One paper been accepted by IEEE ICME 2025
Title: Hypergraph Self-Supervised Learning for Survival Prediction on Whole Slide Images
Existing methods for whole-slide histopathological image analysis commonly depend on patch-level sampling and deep feature extraction based on ImageNet pre-trained models. However, this strategy frequently fails to fully capture the diversity and complex associations within the tissue microenvironment.

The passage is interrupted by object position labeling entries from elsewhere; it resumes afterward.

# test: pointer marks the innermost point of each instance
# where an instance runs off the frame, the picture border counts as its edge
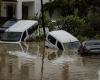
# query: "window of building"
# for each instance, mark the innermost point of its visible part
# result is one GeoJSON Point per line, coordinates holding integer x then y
{"type": "Point", "coordinates": [59, 45]}
{"type": "Point", "coordinates": [52, 39]}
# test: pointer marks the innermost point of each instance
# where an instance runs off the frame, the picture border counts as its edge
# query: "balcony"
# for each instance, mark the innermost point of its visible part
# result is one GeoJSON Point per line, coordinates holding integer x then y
{"type": "Point", "coordinates": [10, 0]}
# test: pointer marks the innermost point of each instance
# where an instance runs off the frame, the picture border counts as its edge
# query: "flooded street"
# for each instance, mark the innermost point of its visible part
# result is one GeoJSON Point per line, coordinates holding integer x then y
{"type": "Point", "coordinates": [32, 61]}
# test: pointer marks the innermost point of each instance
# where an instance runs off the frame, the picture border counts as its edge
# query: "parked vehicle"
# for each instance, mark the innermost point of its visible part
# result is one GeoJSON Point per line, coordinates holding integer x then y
{"type": "Point", "coordinates": [61, 39]}
{"type": "Point", "coordinates": [90, 46]}
{"type": "Point", "coordinates": [7, 24]}
{"type": "Point", "coordinates": [20, 31]}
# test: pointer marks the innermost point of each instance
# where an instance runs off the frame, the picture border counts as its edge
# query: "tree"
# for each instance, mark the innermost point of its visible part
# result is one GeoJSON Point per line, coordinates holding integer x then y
{"type": "Point", "coordinates": [0, 6]}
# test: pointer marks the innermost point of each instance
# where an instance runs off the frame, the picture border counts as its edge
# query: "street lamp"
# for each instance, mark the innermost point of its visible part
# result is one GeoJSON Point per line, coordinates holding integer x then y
{"type": "Point", "coordinates": [42, 18]}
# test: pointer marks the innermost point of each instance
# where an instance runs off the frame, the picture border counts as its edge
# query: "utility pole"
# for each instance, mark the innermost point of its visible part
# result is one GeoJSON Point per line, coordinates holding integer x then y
{"type": "Point", "coordinates": [42, 18]}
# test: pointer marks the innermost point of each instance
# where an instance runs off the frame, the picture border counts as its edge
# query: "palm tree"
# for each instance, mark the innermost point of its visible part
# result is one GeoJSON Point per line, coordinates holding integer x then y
{"type": "Point", "coordinates": [0, 7]}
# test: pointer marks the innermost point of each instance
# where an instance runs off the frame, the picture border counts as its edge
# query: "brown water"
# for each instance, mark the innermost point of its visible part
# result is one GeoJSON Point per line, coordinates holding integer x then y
{"type": "Point", "coordinates": [32, 61]}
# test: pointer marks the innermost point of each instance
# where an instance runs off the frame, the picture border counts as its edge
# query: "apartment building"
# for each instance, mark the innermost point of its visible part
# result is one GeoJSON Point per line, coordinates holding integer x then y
{"type": "Point", "coordinates": [21, 9]}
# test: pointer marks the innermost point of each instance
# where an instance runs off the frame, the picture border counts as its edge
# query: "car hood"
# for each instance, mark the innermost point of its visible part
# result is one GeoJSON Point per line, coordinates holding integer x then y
{"type": "Point", "coordinates": [93, 47]}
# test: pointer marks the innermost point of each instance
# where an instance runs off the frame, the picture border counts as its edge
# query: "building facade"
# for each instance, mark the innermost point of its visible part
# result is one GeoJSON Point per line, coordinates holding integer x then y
{"type": "Point", "coordinates": [20, 9]}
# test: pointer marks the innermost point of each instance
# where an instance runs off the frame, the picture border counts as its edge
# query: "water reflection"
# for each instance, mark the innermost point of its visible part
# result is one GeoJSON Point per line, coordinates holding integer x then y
{"type": "Point", "coordinates": [32, 61]}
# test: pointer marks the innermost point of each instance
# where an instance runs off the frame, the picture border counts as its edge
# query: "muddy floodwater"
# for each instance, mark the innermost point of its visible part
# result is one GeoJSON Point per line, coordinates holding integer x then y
{"type": "Point", "coordinates": [33, 61]}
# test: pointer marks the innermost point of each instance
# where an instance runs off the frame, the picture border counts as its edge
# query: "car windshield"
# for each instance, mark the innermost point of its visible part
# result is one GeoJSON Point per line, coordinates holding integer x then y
{"type": "Point", "coordinates": [92, 43]}
{"type": "Point", "coordinates": [8, 24]}
{"type": "Point", "coordinates": [11, 36]}
{"type": "Point", "coordinates": [72, 45]}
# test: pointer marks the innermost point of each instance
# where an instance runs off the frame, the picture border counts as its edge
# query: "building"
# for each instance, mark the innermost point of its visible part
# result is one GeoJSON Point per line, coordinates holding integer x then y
{"type": "Point", "coordinates": [20, 9]}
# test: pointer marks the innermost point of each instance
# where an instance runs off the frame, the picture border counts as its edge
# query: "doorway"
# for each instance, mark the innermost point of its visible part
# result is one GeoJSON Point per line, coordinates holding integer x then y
{"type": "Point", "coordinates": [10, 12]}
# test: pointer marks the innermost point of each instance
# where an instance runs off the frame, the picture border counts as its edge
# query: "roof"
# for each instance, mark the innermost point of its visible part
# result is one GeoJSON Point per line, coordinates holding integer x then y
{"type": "Point", "coordinates": [63, 36]}
{"type": "Point", "coordinates": [21, 25]}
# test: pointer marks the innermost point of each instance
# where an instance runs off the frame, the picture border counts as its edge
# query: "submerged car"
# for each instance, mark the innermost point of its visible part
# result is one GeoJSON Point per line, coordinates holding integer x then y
{"type": "Point", "coordinates": [90, 46]}
{"type": "Point", "coordinates": [61, 39]}
{"type": "Point", "coordinates": [7, 24]}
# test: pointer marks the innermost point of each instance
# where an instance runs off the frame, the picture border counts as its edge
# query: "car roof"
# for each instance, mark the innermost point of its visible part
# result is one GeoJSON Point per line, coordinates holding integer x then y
{"type": "Point", "coordinates": [63, 36]}
{"type": "Point", "coordinates": [91, 41]}
{"type": "Point", "coordinates": [21, 25]}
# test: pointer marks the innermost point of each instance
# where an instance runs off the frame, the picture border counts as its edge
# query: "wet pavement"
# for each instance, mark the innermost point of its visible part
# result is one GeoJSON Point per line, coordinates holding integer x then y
{"type": "Point", "coordinates": [32, 61]}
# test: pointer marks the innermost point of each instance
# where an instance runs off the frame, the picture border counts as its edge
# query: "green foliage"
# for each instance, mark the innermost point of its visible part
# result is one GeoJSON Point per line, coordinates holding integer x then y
{"type": "Point", "coordinates": [72, 24]}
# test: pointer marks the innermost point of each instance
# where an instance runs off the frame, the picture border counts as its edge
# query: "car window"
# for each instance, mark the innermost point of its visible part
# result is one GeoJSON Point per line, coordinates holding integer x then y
{"type": "Point", "coordinates": [59, 45]}
{"type": "Point", "coordinates": [8, 24]}
{"type": "Point", "coordinates": [51, 39]}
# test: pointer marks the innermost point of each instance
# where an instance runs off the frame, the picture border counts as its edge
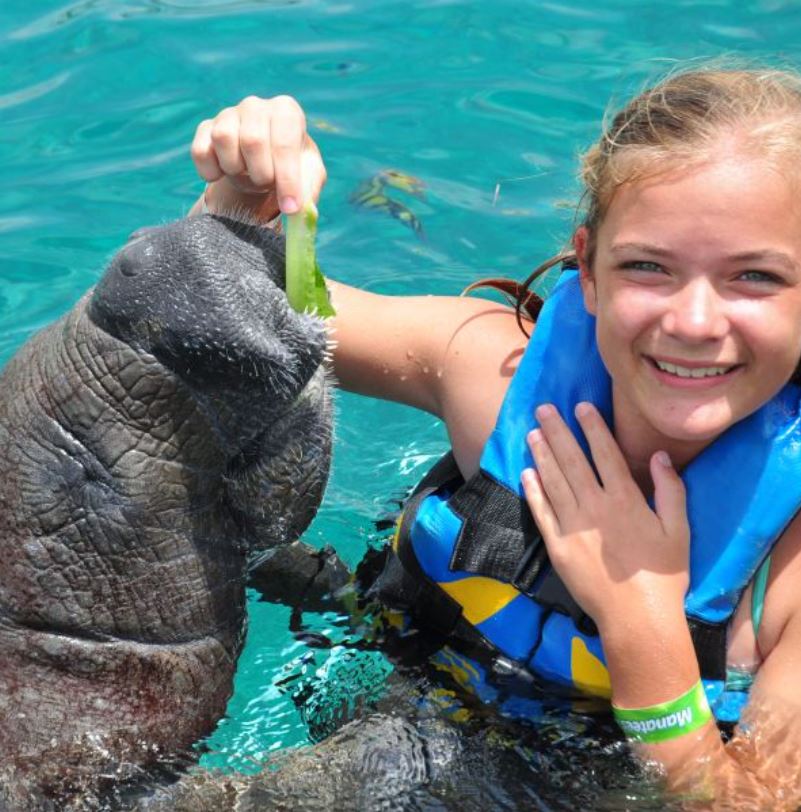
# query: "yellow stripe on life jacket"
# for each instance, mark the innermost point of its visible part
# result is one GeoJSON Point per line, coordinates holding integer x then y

To address this problem, we propose a HyperGraph Self-supervised Learning (HGSL) method to utilize both local and global information in whole-slide images. Specifically, HGSL consists of two key modules: a Transformer-based self-supervised pretraining (TranSSL) module and a pathology hypergraph neural network (PathHGNN) module. TranSSL uses a mask reconstruction task to mine latent structures and patterns from unlabeled data, thus yielding pathology semantic deep representations. PathHGNN builds a hypergraph structure based on these representations to describe high-order relationships among patches, enabling multi-level feature aggregation and propagation to integrate local microenvironmental information with the overall topological correlations.
The proposed HGSL was validated on the TCGA-GBM and TCGA-KIRC datasets, and the experimental results show that HGSL significantly outperforms all existing comparative methods in survival prediction tasks. Furthermore, the KM curve demonstrates that the proposed HGSL significantly distinguishes between high- and low-risk groups, indicating its potential for future clinical applications.